We are trying to prove $\models \forall x\exists x.x=x \to \exists x.x=x$, i.e., for all structures $\mathfrak{A}$, if $\mathfrak{A} \models \forall x\exists x.x=x$, then $\mathfrak{A} \models \exists x.x=x$. We proceed with the definition of $\models$. $A$ is the domain of $\mathfrak{A}$, $\forall^M$ and $\exists^M$ are metalogical quantifiers (equivalent to writing $\text{for all}$ and $\text{there exists}$ in English) and $x \mapsto a$ denotes the value of $x$ for some assignment function $\sigma$, where the $\sigma + (y \mapsto b)$ means changing $\sigma(y)$ to $b$. In what follows, $\Leftrightarrow$ and $\Rightarrow$ are the metalogical equivalence and implication.
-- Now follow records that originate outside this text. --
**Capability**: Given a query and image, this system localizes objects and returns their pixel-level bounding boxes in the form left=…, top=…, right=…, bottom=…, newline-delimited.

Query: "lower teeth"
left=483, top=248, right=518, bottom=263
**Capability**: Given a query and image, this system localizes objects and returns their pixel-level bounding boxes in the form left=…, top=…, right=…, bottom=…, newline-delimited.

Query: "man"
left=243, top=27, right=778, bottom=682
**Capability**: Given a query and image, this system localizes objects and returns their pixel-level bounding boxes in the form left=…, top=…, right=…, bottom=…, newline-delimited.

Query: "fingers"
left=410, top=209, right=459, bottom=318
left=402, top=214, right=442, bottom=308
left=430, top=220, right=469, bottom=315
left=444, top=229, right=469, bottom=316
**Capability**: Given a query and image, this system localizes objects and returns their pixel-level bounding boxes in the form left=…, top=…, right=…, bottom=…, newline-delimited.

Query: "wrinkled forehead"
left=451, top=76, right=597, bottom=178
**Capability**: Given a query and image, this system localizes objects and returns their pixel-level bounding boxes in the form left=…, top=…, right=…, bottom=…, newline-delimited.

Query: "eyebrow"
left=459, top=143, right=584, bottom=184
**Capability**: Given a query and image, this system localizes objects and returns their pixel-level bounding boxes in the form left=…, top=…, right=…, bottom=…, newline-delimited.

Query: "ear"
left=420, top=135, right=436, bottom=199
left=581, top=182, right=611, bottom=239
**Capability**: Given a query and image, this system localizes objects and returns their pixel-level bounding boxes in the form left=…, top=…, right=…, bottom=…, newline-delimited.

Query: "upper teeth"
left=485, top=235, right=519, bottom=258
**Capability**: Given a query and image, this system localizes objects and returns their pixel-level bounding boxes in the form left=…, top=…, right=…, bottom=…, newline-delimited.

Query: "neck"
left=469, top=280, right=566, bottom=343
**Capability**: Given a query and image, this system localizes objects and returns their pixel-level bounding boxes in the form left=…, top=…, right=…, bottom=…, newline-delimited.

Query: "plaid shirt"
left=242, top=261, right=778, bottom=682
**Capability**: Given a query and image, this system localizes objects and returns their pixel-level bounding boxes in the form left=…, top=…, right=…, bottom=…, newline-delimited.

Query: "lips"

\begin{align*} &\mathfrak{A} \models \forall x\exists x.x=x \\ &\Leftrightarrow \forall^M a \in A.\mathfrak{A} \models \exists x.x=x[(x\mapsto a)] \\ &\Leftrightarrow \forall^M a \in A \exists^Mb \in A.\mathfrak{A} \models x=x[(x\mapsto a) + (x \mapsto b)] \\ &\Leftrightarrow \forall^M a \in A \exists^Mb \in A.\mathfrak{A} \models x=x[(x \mapsto b)] \\ &\Leftrightarrow \forall^M a \in A.\mathfrak{A} \models \exists x. x=x \\ &\Leftrightarrow \mathfrak{A} \models \exists x. x=x. \end{align*}
Indeed, with this, we have proved even $\models \forall x\exists x.x=x \leftrightarrow \exists x.x=x$. In line 3, the definition overrides $\sigma$ at $x$, so in line 4, $\forall^M a$ doesn't bind anything anymore. Now, the crucial step is going from line 5 to line 6. I reasoned that, since $\forall^M a$ does not bind anything, the metalogical formula which drops it is equivalent to the previous one. But this seems dubious to me, because it is purely intuitive and informal. One attempt at making this formal would be:
\begin{align*} &\forall^M a \in A.\mathfrak{A} \models \exists x. x=x \\ &\Leftrightarrow \forall^M a.( a \in A \Rightarrow \mathfrak{A} \models \exists x. x=x) \\ &\Leftrightarrow \exists^M a.a \in A \Rightarrow \mathfrak{A} \models \exists x. x=x \\ &\Leftrightarrow \mathfrak{A} \models \exists x. x=x. \end{align*}
The second equivalence is justified by the fact that $a$ does not occur free in $\mathfrak{A} \models \exists x. x=x$. The third equivalence is justified by the fact that classical model theory requires domains to be non-empty. But still, I feel like this is circular. For the second equivalence, I used a well-known result from FOL, which itself needs model theory in the first place to confirm it as true.
If anyone knows how to deal rigorously with this situation without raising my worries, please do tell. Thank you!